Fumiaki Yamada's wife joins the plea for mercy on Society to Help Returnees to North Korea (HRNK) and North Korean detainees in Shanghai. Her first challenge is to persuade Japanese diplomats in Shanghai:

The wife of a Japanese nongovernmental organization (NGO) head detained in China has said she will visit China Saturday in hopes of meeting her husband.

Mariko Yamada, 52, wife of Fumiaki Yamada, 54, who was arrested in Shanghai for allegedly helping North Koreans to illegally enter China, said Wednesday that she and some of her husband's colleagues will meet officials of the Japanese Consulate General in Shanghai to learn more about his situation.


Though the power of condemnation lies with the Chinese, Japan's unhelpful disinterest is obvious from the most detailed account of Yamada's underground railroad's final hours:

HRNK members said Yamada and his associates visited the library of the Japanese cultural center in Shanghai on Aug. 6 to see if it would be an appropriate safe haven.

Yamada decided the presence of security guards there made the library a risky prospect. The plans were changed to seek asylum at a school in Shanghai for children of Japanese.

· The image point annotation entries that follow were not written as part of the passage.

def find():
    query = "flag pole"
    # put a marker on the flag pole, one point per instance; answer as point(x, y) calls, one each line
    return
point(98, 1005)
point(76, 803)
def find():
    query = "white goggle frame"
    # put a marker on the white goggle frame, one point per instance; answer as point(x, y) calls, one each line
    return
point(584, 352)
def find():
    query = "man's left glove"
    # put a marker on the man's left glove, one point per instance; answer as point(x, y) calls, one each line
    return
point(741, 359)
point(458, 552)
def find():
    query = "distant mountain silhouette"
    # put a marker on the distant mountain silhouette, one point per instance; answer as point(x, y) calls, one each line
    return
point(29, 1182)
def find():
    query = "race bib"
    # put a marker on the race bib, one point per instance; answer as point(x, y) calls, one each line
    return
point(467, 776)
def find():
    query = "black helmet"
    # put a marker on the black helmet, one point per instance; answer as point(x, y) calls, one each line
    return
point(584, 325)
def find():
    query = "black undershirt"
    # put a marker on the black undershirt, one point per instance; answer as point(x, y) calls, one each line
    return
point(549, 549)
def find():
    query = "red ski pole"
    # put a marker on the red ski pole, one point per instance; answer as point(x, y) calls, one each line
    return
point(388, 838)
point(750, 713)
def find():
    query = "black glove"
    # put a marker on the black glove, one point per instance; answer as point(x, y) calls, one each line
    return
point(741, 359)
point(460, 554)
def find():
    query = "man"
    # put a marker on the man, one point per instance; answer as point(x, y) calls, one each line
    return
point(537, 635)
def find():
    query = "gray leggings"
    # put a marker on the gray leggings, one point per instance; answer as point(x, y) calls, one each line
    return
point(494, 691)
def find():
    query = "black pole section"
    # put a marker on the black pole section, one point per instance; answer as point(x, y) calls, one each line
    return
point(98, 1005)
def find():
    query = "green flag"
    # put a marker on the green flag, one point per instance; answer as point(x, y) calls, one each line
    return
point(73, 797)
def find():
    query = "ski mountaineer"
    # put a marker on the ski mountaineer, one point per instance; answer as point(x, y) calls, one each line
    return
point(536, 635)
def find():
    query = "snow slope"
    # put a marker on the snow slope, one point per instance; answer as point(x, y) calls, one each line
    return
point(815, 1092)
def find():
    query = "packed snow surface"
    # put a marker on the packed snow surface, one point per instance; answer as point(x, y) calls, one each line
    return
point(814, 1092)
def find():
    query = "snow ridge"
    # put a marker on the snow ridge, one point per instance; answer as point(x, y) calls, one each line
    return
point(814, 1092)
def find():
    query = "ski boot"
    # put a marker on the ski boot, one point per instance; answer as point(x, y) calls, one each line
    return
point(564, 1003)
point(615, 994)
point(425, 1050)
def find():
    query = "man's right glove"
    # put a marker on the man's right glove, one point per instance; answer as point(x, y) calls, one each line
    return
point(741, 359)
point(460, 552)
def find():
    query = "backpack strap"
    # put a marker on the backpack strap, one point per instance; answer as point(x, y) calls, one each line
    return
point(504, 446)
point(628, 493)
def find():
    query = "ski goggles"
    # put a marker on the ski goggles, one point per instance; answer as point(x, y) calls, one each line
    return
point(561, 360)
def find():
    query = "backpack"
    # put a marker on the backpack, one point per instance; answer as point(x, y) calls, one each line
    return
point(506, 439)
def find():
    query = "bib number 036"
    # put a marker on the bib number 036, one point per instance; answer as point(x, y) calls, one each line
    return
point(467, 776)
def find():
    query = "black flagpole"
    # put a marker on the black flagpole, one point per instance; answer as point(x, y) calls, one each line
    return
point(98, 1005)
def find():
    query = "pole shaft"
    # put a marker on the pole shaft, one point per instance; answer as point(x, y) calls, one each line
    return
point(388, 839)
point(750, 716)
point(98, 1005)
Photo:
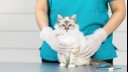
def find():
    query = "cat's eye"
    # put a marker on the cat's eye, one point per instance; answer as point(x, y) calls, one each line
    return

The group started out for the school on Aug. 7, but Shanghai authorities detained the members before they reached the school grounds.

Yamada is the second Japanese NGO activist helping North Korean defectors to be detained by Chinese authorities since October 2002.

Others who have helped North Koreans said new approaches must be explored.

Lee Young Hwa, who heads Osaka-based RENK, or Rescue the North Korean People! Urgent Action Network, said NGOs may have reached their limits on what they could do to help North Koreans.

"If we are detained, we will not be able to help those fleeing North Korea,'' Lee said. "The international community will have to offer further support. The frigid attitude of the Japanese government toward refugees and North Korean defectors is encouraging the strong-arm tactics of the Chinese authorities.''


The article reports a similar incident that ended in an NGO leader's deportation. The North Koreans with him weren't as lucky. Peace or conscience: Japan can keep only one undisturbed.